This might be a little stupid question, but I was just talking with some friends who are working in neuroscience and I tried to explain them quantum computing. When I explained them the bloch sphere and the infinite number of points on that sphere, they asked me why we actually do use more than one qubit for computation, since we could store in principle an infinite amount of bits in one qubit (not speaking about reading that out!). So, what I was wondering is the following: Would it be possible in principle by angular manipulation of two qubits - one input and one working qubit to solve any computational problem, like a sat problem, conditioned of course that any operation could be implemented as an angular manipulation?
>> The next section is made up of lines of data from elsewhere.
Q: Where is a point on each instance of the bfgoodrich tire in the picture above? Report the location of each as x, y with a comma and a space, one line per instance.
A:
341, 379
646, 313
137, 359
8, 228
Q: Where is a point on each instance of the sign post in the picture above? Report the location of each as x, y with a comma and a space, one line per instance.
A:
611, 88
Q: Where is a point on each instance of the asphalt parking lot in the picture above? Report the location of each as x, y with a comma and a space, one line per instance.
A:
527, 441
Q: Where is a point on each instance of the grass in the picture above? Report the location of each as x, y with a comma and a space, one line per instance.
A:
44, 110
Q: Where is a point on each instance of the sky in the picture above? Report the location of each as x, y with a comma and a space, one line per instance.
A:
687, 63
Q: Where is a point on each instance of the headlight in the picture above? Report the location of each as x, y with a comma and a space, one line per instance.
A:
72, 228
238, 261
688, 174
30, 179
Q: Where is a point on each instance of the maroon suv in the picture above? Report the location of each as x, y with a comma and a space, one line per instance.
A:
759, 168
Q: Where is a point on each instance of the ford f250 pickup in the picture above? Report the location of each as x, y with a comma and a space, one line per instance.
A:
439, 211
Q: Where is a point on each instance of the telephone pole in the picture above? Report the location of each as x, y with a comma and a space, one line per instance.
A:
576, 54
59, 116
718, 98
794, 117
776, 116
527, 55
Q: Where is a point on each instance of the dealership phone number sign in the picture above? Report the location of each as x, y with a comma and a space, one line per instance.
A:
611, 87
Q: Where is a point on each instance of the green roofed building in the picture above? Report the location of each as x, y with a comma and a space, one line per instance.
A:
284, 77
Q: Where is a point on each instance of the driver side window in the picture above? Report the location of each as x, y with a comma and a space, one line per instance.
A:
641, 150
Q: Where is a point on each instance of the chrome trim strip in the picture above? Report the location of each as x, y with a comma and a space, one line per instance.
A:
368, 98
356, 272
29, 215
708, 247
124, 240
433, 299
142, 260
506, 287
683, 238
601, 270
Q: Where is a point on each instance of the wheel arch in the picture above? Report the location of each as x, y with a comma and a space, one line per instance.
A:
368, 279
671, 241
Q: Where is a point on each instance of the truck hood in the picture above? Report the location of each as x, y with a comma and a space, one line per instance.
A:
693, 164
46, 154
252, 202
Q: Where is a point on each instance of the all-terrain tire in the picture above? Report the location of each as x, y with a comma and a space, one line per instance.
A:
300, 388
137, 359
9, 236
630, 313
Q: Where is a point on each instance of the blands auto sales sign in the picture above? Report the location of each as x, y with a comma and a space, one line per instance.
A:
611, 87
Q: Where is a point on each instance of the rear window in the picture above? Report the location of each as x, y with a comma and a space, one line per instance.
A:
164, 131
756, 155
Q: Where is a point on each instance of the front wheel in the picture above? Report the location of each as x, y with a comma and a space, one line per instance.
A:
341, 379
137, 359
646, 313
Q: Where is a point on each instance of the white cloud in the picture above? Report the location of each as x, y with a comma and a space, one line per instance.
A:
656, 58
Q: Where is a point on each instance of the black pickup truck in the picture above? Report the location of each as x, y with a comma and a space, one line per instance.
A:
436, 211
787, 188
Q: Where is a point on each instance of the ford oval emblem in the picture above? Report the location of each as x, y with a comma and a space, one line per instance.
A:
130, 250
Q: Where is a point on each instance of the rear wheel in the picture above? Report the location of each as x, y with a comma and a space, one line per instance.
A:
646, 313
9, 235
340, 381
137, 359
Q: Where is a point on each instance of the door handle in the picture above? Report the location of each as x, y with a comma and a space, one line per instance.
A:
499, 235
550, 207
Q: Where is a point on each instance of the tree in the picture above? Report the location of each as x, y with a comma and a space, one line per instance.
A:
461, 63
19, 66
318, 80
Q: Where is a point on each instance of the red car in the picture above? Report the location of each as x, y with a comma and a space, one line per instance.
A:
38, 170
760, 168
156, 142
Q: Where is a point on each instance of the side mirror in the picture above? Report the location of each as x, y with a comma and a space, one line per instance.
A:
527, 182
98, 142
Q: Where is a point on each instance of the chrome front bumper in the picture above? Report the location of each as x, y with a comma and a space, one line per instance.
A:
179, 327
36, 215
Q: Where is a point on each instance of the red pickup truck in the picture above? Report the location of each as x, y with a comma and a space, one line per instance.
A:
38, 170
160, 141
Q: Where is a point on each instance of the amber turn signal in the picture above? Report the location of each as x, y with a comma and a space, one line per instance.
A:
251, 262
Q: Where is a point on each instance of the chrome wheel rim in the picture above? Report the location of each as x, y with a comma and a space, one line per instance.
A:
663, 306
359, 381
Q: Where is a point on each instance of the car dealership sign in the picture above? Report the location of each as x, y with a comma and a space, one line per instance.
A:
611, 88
I think you have answered your own question when you say "not speaking about reading that out!" It doesn't matter if the answer to a problem is encoded in a qubit if that information isn't accessible to us. In fact, it can be shown that measuring a qubit never reveals more than one classical bit of information, the so called "Holevo bound." Exercise for the reader: go look up "superdense coding" and sort through the initial apparent contradiction.
Quantum computers can be simulated by classical computers with a time which is exponentially big in the number of qubits (and linear in the time used by the quantum computer). Thus, if you run a circuit on two qubits which takes time $T$, this can be simulated by a classical computer which uses a time which is $T$ times an exponential function of 2, i.e., a constant: This is, we can do no more with a two-qubit quantum computer efficiently than we can do with a classical computer.
1: quantum calculus is for the moment a theoretical game, there is no existing maching doing it for real.
2: quantum calculus has something very special: you won't get the q-bits back. So you have to think of algorithms and problems with huge combinatory of intermediate calculus based on short data and short output (probably more than 1 bit, still). Not all problems are like that, and algorithms are pretty different.
3: in theory you can have an infinite number of superimposed states in a qbit. But the real world and technologies are about constraints (did you notice that cars not yet roll at the speed of light ? ;-) ) : how long can you keep the states, how precisely can you manage the interactions, how to you inject a data and get a result, etc.